Dabei ist das Meer unspezifischen und nicht biographisch gezeichneten „Wissens“ genau das, was uns schon ohne Internet lähmt. Uns fehlt die Kraft auszuwählen. Uns fehlt der Mut, unserer Wahrnehmung zu trauen. Wir brauchen Visionen, um zu wissen, was wir wollen. Aber über unserer Gesellschaft liegt eine beängstigende Option auf den Vorruhestand. Nicht Wissen fehlt uns, unser größter Mangel liegt in der geringen Lust am Handeln.
Deutlicher noch als an Erwachsenen wird diese merkwürdige Allianz von Über- und Unterforderung, von aufgeregter Informationsvorlust und erschlaffter Praxis, an Kindern. Deren Köpfe sind morgens, wenn sie zur Schule kommen, häufig bereits wegen Überfüllung geschlossen. Nicht weil sie zu viel fernsehen, wie die voreilige Kulturkritik immer schon weiß, nein, die Informationen drücken, weil tätiges Handeln, gewissermaßen als Verdauung von Information, rar ist. Die Fernsinne der Kinder sind überreizt. Ihre Nahsinne verkümmern – ihr Gemeinsinn, also das Gespräch, auch. Sie ziehen ihre Antennen ein, weil zu viele Sender auf sie gerichtet sind. Allenthalben droht uns kollektiver Alzheimer als Reaktion auf das Überfüllungssyndrom. Deshalb wäre eine Schule nötig, die eher die Leere entdeckt. Die Schule muß ein Mußeraum werden. Genau das bedeutete scholae ja im Griechischen: Muße, Verlangsamung, Freisein von Geschäften. Wir brauchen also Schulen, „die Menschen stärken und die Sachen klären“ (Hartmut von Hentig). Bloßes Wissen lähmt. Wir brauchen eine „Pädagogik der Einbildungskraft“ (Italo Calvino). Schüler, die wissen, was sie wollen, werden sich im Internet zurechtfinden. Die anderen werden sich darin erst recht verlieren.

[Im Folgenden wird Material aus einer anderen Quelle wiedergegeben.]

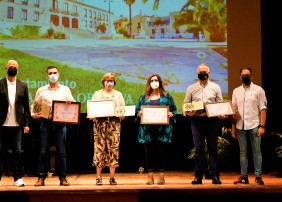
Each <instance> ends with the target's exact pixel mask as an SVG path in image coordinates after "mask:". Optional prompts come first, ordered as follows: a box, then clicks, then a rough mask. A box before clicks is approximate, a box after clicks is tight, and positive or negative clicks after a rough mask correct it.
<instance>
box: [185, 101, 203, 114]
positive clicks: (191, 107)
mask: <svg viewBox="0 0 282 202" xmlns="http://www.w3.org/2000/svg"><path fill="white" fill-rule="evenodd" d="M183 108H184V111H185V112H190V111H194V110H202V109H204V103H203V101H199V102H192V103H185V104H184V105H183Z"/></svg>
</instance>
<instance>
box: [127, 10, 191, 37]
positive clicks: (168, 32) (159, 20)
mask: <svg viewBox="0 0 282 202" xmlns="http://www.w3.org/2000/svg"><path fill="white" fill-rule="evenodd" d="M178 14H179V11H175V12H170V14H169V16H143V15H136V16H135V17H134V18H133V20H132V23H133V35H138V33H140V31H141V29H142V30H143V31H145V33H146V35H147V36H149V37H150V38H153V39H158V38H187V39H192V38H194V37H195V35H194V34H193V33H187V32H186V29H187V28H188V27H189V26H187V25H184V26H180V27H179V28H175V27H174V26H173V22H174V21H175V16H176V15H178Z"/></svg>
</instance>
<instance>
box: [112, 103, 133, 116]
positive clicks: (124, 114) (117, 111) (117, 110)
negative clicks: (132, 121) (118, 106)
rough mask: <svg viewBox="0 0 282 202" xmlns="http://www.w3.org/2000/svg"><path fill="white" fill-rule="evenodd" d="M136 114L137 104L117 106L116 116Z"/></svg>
mask: <svg viewBox="0 0 282 202" xmlns="http://www.w3.org/2000/svg"><path fill="white" fill-rule="evenodd" d="M122 115H123V116H135V105H132V106H122V107H116V116H117V117H119V116H122Z"/></svg>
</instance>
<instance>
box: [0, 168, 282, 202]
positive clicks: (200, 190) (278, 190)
mask: <svg viewBox="0 0 282 202" xmlns="http://www.w3.org/2000/svg"><path fill="white" fill-rule="evenodd" d="M238 177H239V172H222V173H221V177H220V179H221V181H222V184H221V185H214V184H212V182H211V180H209V179H204V180H203V184H202V185H192V184H191V181H192V180H193V179H194V176H193V172H190V171H189V172H178V171H177V172H175V171H168V172H166V175H165V180H166V184H165V185H157V184H156V182H157V180H158V175H157V173H156V174H155V177H154V178H155V184H154V185H146V184H145V182H146V180H147V174H146V173H143V174H140V173H116V177H115V178H116V181H117V183H118V185H117V186H111V185H109V173H104V174H103V176H102V178H103V185H102V186H96V184H95V183H96V180H95V179H96V176H95V174H94V173H91V174H89V173H84V174H69V175H68V177H67V179H68V181H69V182H70V183H71V186H68V187H63V186H60V185H59V180H58V177H57V176H53V177H52V178H47V179H46V180H45V186H42V187H34V183H35V182H36V180H37V177H36V176H28V175H27V174H26V175H25V176H24V177H23V180H24V182H25V183H26V186H25V187H14V186H12V184H13V178H12V177H7V176H3V177H2V181H1V184H2V185H1V186H0V201H1V202H6V201H16V200H19V201H21V202H25V201H31V202H37V201H40V202H45V201H52V202H56V201H63V202H68V201H71V202H72V201H80V202H84V201H86V202H88V201H95V202H99V201H109V202H110V201H152V200H154V201H188V200H190V199H193V200H195V199H196V200H211V201H228V202H229V201H244V199H251V200H252V201H266V200H267V201H274V200H279V201H281V199H282V178H277V177H276V173H275V172H267V173H264V174H263V176H262V178H263V180H264V182H265V185H256V184H255V182H254V181H255V178H254V176H253V175H252V174H250V175H249V182H250V184H248V185H234V184H233V181H234V180H236V179H237V178H238Z"/></svg>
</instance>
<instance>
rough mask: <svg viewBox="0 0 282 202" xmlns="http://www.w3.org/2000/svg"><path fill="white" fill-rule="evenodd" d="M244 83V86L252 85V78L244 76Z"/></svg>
mask: <svg viewBox="0 0 282 202" xmlns="http://www.w3.org/2000/svg"><path fill="white" fill-rule="evenodd" d="M242 82H243V84H245V85H247V86H248V85H250V83H251V77H249V76H243V77H242Z"/></svg>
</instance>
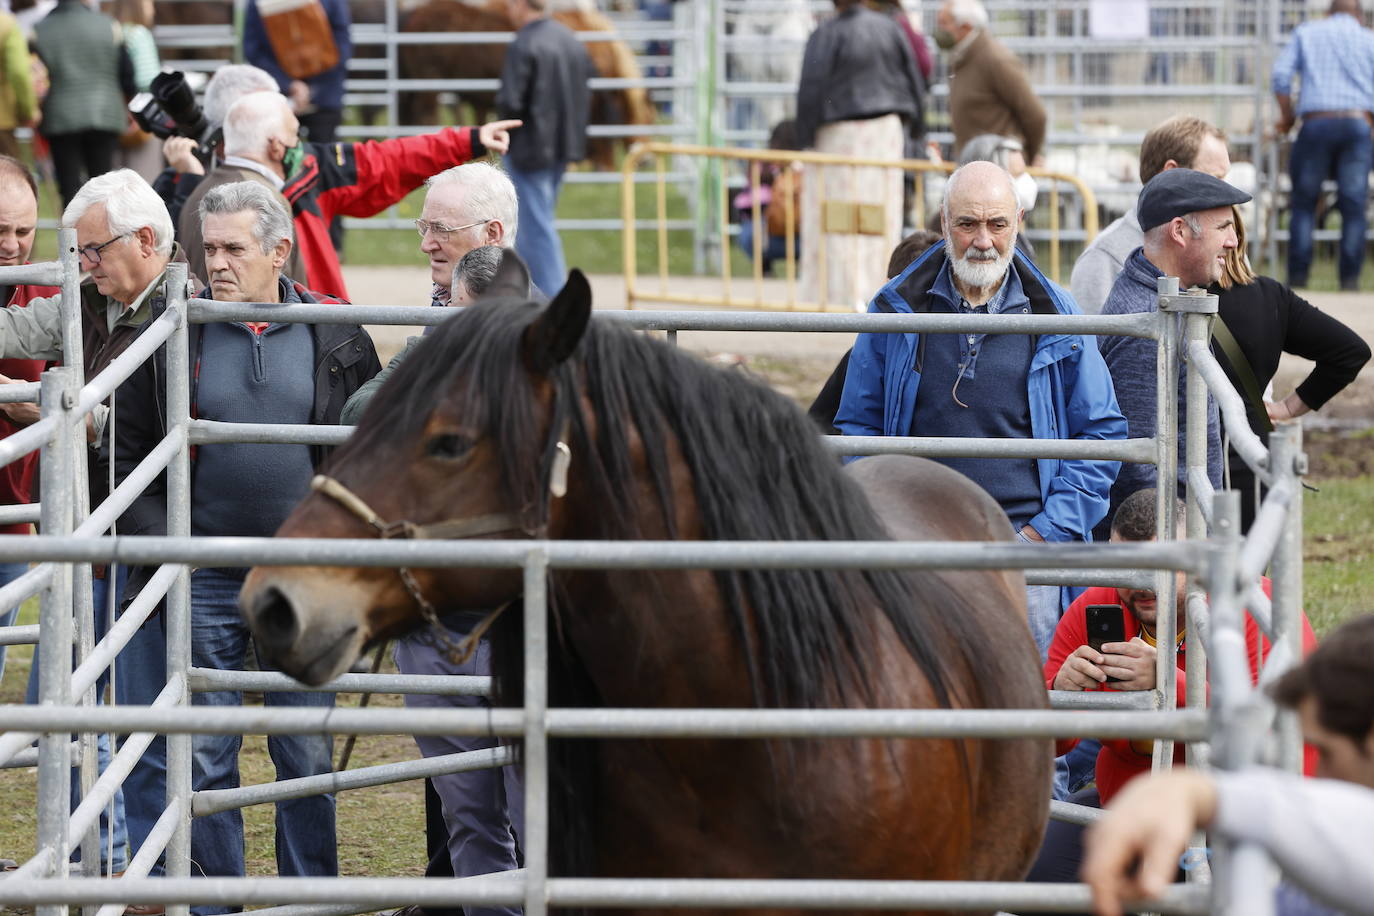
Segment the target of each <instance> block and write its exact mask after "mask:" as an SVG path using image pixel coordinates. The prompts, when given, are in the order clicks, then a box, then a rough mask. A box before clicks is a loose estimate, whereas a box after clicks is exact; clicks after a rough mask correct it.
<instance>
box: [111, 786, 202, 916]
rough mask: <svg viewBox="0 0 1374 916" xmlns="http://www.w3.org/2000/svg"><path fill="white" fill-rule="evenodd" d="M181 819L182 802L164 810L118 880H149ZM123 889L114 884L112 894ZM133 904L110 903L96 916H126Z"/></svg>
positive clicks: (130, 901) (112, 902)
mask: <svg viewBox="0 0 1374 916" xmlns="http://www.w3.org/2000/svg"><path fill="white" fill-rule="evenodd" d="M180 817H181V803H180V802H177V803H176V805H172V806H170V808H166V809H164V812H162V814H161V816H159V817H158V820H157V823H155V824H153V829H150V831H148V835H147V836H146V838H144V840H143V843H142V845H140V846H139V851H137V853H136V854H135V856H133V858H132V860H131V861H129V865H128V868H125V869H124V875H121V876H120V878H118V879H117V880H120V882H125V880H133V879H139V878H147V875H148V872H151V871H153V867H154V865H157V862H158V858H159V857H161V856H162V850H165V849H166V846H168V840H169V839H172V831H174V829H176V825H177V821H179V820H180ZM121 887H122V884H114V886H113V891H111V894H118V893H120V889H121ZM132 902H133V900H132V898H131V900H125V901H114V902H109V904H106V905H103V906H102V908H100V909H98V911H96V913H95V916H124V909H125V908H126V906H128V905H129V904H132Z"/></svg>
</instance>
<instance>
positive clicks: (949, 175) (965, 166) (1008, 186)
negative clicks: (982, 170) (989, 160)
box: [940, 159, 1021, 224]
mask: <svg viewBox="0 0 1374 916" xmlns="http://www.w3.org/2000/svg"><path fill="white" fill-rule="evenodd" d="M982 162H984V159H977V161H974V162H969V163H967V165H960V166H959V168H958V169H955V170H954V172H951V173H949V180H948V181H945V195H944V201H941V202H940V213H941V214H943V216H944V221H945V222H947V224H948V222H949V198H952V196H954V190H955V187H956V185H959V184H960V183H962V181H965V180H966V179H967V174H969V170H970V169H973V170H980V169H978V166H980V163H982ZM989 165H993V166H996V169H998V172H1000V173H1002V177H1003V179H1006V183H1007V195H1009V196H1010V198H1011V203H1013V206H1014V207H1017V209H1018V210H1020V209H1021V205H1020V203H1018V202H1017V185H1015V184H1014V183H1013V180H1011V173H1010V172H1007V170H1006V169H1003V168H1002V166H999V165H996V163H995V162H989Z"/></svg>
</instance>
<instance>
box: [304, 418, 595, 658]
mask: <svg viewBox="0 0 1374 916" xmlns="http://www.w3.org/2000/svg"><path fill="white" fill-rule="evenodd" d="M569 427H570V423H569V422H567V420H565V422H563V426H562V431H561V434H559V435H558V439H556V441H555V442H554V446H552V456H551V459H550V466H548V493H550V496H552V497H554V499H561V497H563V496H565V494H566V493H567V468H569V464H570V463H572V460H573V453H572V449H569V448H567V438H569V435H567V434H569ZM311 489H312V490H315V492H316V493H319V494H322V496H327V497H330V499H331V500H334V501H335V503H338V504H339V505H341V507H343V508H345V509H346V511H348V512H349V514H352V515H354V516H357V518H359V519H361V520H363V522H365V523H367V525H370V526H371V527H372V529H374V530H375V531H376V533H378V536H379V537H381V538H382V540H383V541H389V540H429V541H456V540H463V538H470V537H486V536H491V534H508V533H511V531H515V533H519V534H523V536H526V537H543V536H545V534H547V531H548V514H547V512H545V514H544V518H543V519H541V520H540V522H539V523H537V525H533V526H532V525H529V523H528V522H526V520H525V519H523V518H522V516H521V515H518V514H514V512H493V514H488V515H470V516H466V518H456V519H445V520H442V522H434V523H433V525H416V523H415V522H411V520H409V519H398V520H396V522H387V520H385V519H383V518H382V516H381V515H378V514H376V511H375V509H374V508H372V507H371V505H368V504H367V503H365V501H364V500H363V497H360V496H359V494H357V493H354V492H353V490H350V489H348V488H346V486H343V485H342V483H339V482H338V481H337V479H334V478H333V477H327V475H324V474H316V475H315V477H313V478H312V479H311ZM396 573H397V575H400V580H401V585H404V586H405V591H407V593H408V595H409V596H411V600H412V602H415V607H416V608H418V610H419V612H420V617H422V618H423V619H425V622H426V623H429V625H430V630H431V633H430V639H431V643H433V644H434V647H436V648H437V650H440V651H441V652H442V654H444V656H445V658H447V659H448V661H449V662H452V663H453V665H462V663H464V662H467V659H470V658H471V656H473V652H475V651H477V644H478V643H480V641H481V639H482V636H485V634H486V630H488V629H491V626H492V623H495V622H496V618H497V617H500V615H502V611H504V610H506V608H507V607H510V606H511V604H514V603H515V602H514V600H510V602H507V603H504V604H502V606H500V607H497V608H496V610H495V611H492V612H491V614H488V615H486V617H484V618H482V621H481V622H480V623H478V625H477V626H474V628H473V630H471V632H470V633H469V634H467V636H464V637H463V639H460V640H455V639H453V637H452V636H449V634H448V633H449V630H448V628H447V626H444V623H442V622H441V621H440V619H438V611H437V610H436V608H434V604H431V603H430V600H429V599H426V597H425V593H423V592H422V591H420V585H419V582H416V581H415V574H414V573H411V570H409V567H405V566H398V567H397V569H396Z"/></svg>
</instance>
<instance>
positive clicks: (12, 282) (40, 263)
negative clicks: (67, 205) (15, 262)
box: [0, 229, 76, 286]
mask: <svg viewBox="0 0 1374 916" xmlns="http://www.w3.org/2000/svg"><path fill="white" fill-rule="evenodd" d="M63 232H71V229H62V231H59V232H58V249H59V250H60V249H62V247H63V246H62V242H63V235H62V233H63ZM71 235H73V238H74V236H76V232H71ZM73 247H74V246H73ZM0 286H62V261H38V262H37V264H14V265H10V266H3V268H0Z"/></svg>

Das Abfüllen von Wissen infantilisiert, gleichgültig, ob der Stoff in der Regie einer Ingenieurspädagogik oder von den Dealern der Online-Dienste verabreicht wird. Schulen ans Internet zu legen, um noch mehr Information in sie zu pumpen, kann nur den Betreibern von Pumpen nützen. Daß die Telekom alles tut, uns von ihren Leistungen abhängig zu machen, verwundert so wenig wie der Werbefake, der jenes Leben verspricht, das ein Produkt gerade nicht liefert. Daß nun aber die Bundesregierung die Software der Telekomwerbung zum bildungspolitischen Leitmotiv erklärt, ist ein Skandal. Hier tritt uns jener naive Fetischismus vor Augen, der schließlich zum Resultat der Angelegenheit werden könnte. Die allseits proklamierte „Kultur der Selbständigkeit“ wird diese Bildungsoffensive gewiß nicht fördern.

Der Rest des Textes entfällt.